The disagreement hinged on the question of what would be a greater act of judicial activism: overturning all of Obamacare, or simply overturning the individual mandate and leaving the rest of the law in place.

“Why don’t we let Congress fix it?” Sotomayor asked, referring to what would remain of Obamacare without the individual mandate. 

Justice Antonin Scalia and attorney Paul Clement suggested that “legislative inertia” would prevent a repeal or substantial overhaul of Obamacare, but  Sotomayor turned that argument against Clement. She argued that the Supreme Court should not decide to overturn the whole law just because the court doubts that Congress would do a good job of fixing the part of Obamacare.
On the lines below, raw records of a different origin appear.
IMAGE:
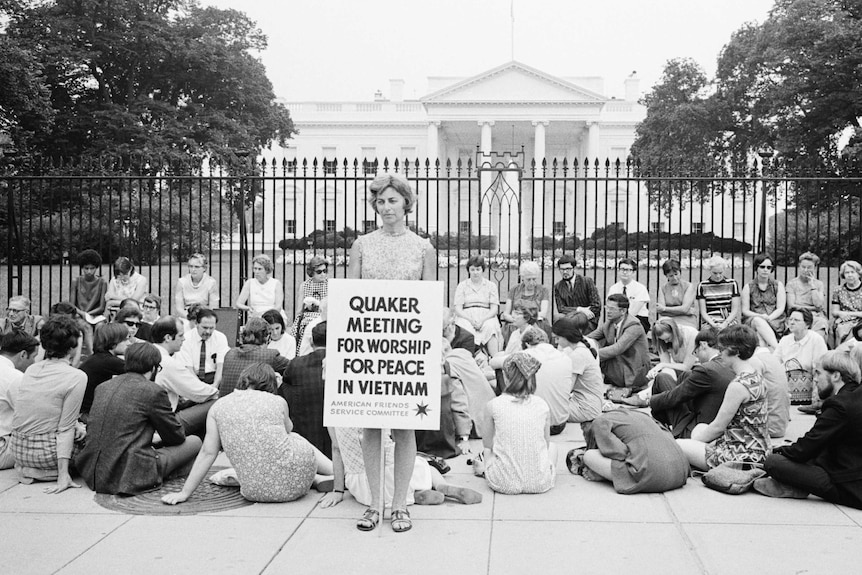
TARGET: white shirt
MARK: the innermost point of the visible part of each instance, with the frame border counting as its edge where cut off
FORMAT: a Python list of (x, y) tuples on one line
[(190, 353), (180, 382)]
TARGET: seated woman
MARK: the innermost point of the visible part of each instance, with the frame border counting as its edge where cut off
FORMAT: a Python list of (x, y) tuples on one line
[(119, 456), (518, 457), (282, 342), (45, 428), (798, 353), (676, 298), (254, 428), (528, 290), (252, 350), (739, 431), (109, 345), (477, 301), (588, 385), (197, 287), (261, 292), (763, 301), (634, 452)]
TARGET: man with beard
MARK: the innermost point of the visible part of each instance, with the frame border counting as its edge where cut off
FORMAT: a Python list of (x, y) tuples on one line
[(827, 460)]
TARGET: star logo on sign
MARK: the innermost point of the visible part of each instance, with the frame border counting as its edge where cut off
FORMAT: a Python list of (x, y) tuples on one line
[(421, 409)]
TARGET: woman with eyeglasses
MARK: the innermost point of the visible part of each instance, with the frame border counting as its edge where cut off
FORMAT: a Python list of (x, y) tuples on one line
[(312, 291), (197, 287), (763, 301)]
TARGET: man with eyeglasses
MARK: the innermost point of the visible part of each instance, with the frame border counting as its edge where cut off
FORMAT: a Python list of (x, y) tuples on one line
[(575, 293), (635, 291), (18, 318)]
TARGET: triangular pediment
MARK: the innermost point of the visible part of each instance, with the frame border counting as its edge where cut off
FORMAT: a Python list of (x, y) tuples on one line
[(513, 82)]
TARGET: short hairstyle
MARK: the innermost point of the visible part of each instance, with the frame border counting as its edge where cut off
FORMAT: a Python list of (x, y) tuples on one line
[(809, 256), (738, 340), (850, 264), (529, 267), (313, 263), (258, 377), (204, 313), (318, 334), (123, 265), (265, 262), (670, 266), (841, 362), (397, 183), (89, 258), (108, 336), (142, 357), (255, 331), (163, 327), (17, 341), (528, 308), (273, 317), (476, 260), (567, 259), (807, 316), (619, 299), (59, 335)]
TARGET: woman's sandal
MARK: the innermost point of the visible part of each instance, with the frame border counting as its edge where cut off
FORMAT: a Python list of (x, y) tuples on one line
[(400, 521), (369, 520)]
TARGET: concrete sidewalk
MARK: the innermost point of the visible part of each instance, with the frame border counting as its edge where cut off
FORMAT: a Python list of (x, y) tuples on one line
[(579, 527)]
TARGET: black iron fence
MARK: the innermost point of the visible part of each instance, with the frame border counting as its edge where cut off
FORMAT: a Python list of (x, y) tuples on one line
[(600, 211)]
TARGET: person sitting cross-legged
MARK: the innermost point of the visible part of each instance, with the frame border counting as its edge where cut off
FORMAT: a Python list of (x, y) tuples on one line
[(827, 460), (127, 411)]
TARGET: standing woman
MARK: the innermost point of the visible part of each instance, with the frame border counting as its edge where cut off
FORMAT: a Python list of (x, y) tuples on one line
[(763, 301), (197, 287), (477, 301), (261, 292), (847, 301), (392, 252)]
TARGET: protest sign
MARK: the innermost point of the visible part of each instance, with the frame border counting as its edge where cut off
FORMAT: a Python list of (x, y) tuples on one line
[(383, 354)]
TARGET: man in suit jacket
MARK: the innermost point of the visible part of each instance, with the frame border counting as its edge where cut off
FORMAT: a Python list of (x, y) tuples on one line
[(623, 351), (827, 460), (119, 456), (697, 396), (303, 390)]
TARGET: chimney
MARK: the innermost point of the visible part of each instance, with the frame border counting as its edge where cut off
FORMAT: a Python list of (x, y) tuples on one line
[(396, 90)]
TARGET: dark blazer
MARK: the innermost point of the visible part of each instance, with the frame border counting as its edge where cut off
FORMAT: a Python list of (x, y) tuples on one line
[(118, 456), (834, 441), (702, 389), (624, 361), (303, 390)]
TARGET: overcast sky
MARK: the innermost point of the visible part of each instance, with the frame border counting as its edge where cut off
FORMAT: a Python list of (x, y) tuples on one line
[(348, 49)]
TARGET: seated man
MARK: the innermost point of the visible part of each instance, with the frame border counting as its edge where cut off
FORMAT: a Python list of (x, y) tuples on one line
[(204, 348), (827, 460), (190, 398), (18, 317), (303, 390), (17, 353), (119, 456), (576, 293), (698, 395), (623, 352)]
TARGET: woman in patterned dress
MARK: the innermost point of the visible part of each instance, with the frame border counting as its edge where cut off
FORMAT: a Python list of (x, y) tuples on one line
[(738, 432), (253, 427), (392, 252)]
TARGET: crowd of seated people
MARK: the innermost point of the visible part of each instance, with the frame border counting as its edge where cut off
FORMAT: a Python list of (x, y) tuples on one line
[(712, 379)]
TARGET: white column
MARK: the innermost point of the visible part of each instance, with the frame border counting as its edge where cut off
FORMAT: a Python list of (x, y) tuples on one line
[(539, 145), (433, 151)]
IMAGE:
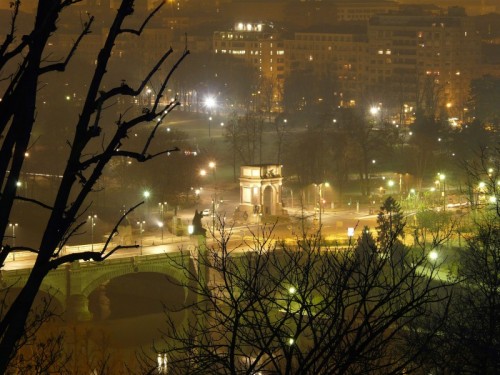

Sotomayor suggested that such a reason for repealing the bill would amount to judicial activism.  “Are you suggesting that we should take on more power to the Court?” she interjected. “Because Congress would choose to take one path rather than another. That’s sort of taking onto the Court more power than one I think would want.”

When Deputy Solicitor General Edwin Kneedler repeated that idea later in the oral argument, Kennedy rejected the position. “When you say judicial restraint, you are echoing the earlier premise that it increases the judicial power if the judiciary strikes down other provisions of the Act,” Kennedy said, before continuing his counterargument:

“I suggest to you it might be quite the opposite. We would be exercising the judicial power if one Act was — one provision was stricken and the others remained to impose a risk on insurance companies that Congress had never intended. By reason of this Court, we would have a new regime that Congress did not provide for, did not consider. That, it seems to me, can be argued at least to be a more extreme exercise of judicial power than to strike — than striking down the whole.”

It can be dangerous to read too much into a justice’s comments during oral arguments, but that line of reasoning suggests that the swing voter on this case — who expressed deep skepticism about the individual mandate yesterday — leans toward overturning the entire law in the event that the mandate is found to be unconstitutional.